The musical thread continues with the long-awaited release of Yellow Submarine (Capitol; now available) on Blu-Ray. More than 40 years later, this trippy psychedelic fantasia for all ages remains a joy to look at and listen to, and this new home video edition features storyboarded sequences that weren’t used in the final film, pencil drawings, interviews, and many more delights.

If you prefer your grindhouse movies in the comfort of your home theater, check out Jess Franco’s Countess Perverse (Mondo Macabro; now available); it’s sort of like a much sleazier The Hunger Games, about two decadent aristocrats who like to stalk and kill their guests before cooking and feeding the meat to their next victims. This DVD comes equipped with interviews, an introduction and a new anamorphic transfer, but no recipes, alas.

The folks at Criterion somehow missed out on Countess Perverse, but they more than make up for it with Summer with Monika and Harold and Maude (both now available). The former is a black-and-white Ingmar Bergman from the 1950s that was sexy enough to be (mis-)marketed as an exploitation film in the U.S., while the latter is an American gem, the wonderfully odd tale of a death-obsessed young man whose life is turned around by the life-embracing septuagenarian who takes him under her wing. Like pretty much everything Criterion releases, these are essentials for your collection.

 

TV: Sarah Silverman and Matt LeBlanc as “Themselves”

OK, if we want to keep this musical thread going, there’s the third and final season of Jem and the Holograms (Shout Factory; available July 10). If, you know, you like that sort of thing.

Two of TV’s best comedies of recent years, featuring stars who play bratty, obnoxious versions of themselves, are both hitting DVD. Episodes: The First Season (Showtime/CBS; now available) stars the hilarious Tamsin Greig (Tamara Drew) and Stephen Mangan as hapless UK television writers whose hit show gets brought across the pond and ground to bits in the Hollywood machine, complete with Matt LeBlanc (as himself) taking over the lead role.

And then there’s The Sarah Silverman Program: The Complete Series (Shout Factory; available June 19); this legendary anti-sitcom stars the comic as a moochy, selfish and frequently despicable version of herself, sponging off her sister Laura (Laura Silverman) and getting into hi-jinks with her stoner, super-bro gay neighbors (Steve Agee and Brian Posehn). It’s one of the best things that anyone’s come up with in the last decade or so, and now it’s all in one handy box.

One of TV’s all-time giants gets his due with the documentary Johnny Carson: King of Late Night (PBS Home Video; available July 17), an American Masters film that delves into the guarded personal life of one of America’s most public figures, with lots of interviews with the comedians and celebrities that helped make The Tonight Show a pop culture fixture.

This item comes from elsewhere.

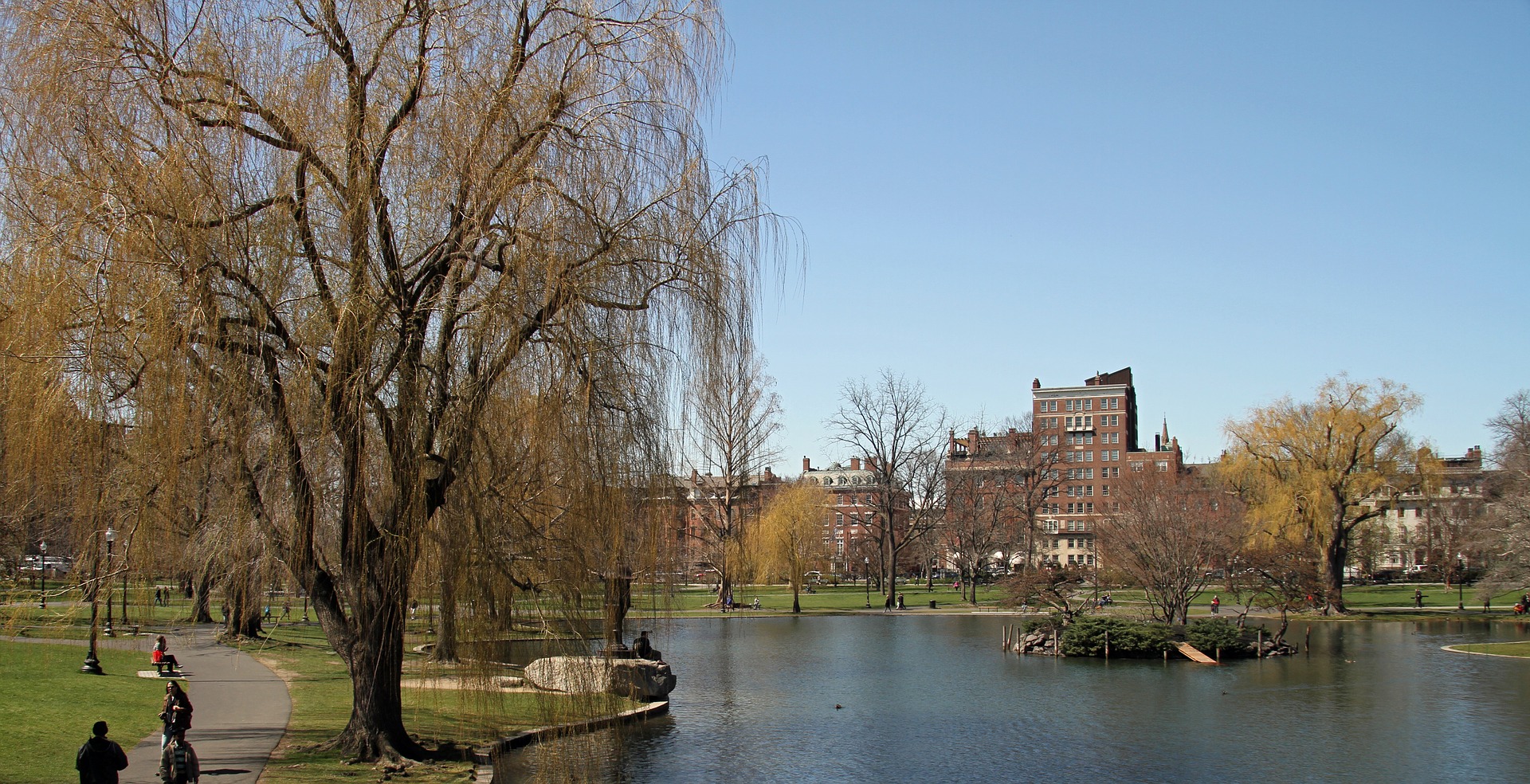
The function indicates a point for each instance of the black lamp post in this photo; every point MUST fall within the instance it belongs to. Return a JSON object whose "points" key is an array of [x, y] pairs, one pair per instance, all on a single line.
{"points": [[866, 568], [1460, 590], [124, 586], [92, 665], [111, 539], [41, 563]]}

And don’t miss Civilization: The West and the Rest with Niall Ferguson (BBC Home Entertainment; now available), in which the author and historian makes the heretical (in some circles) claim that the West’s influence over the rest of the world is very much in decline. Both a history of the last 500 years and a speculation on what lies ahead, it’s a provocative and thought-provoking piece that will engender interesting discussion.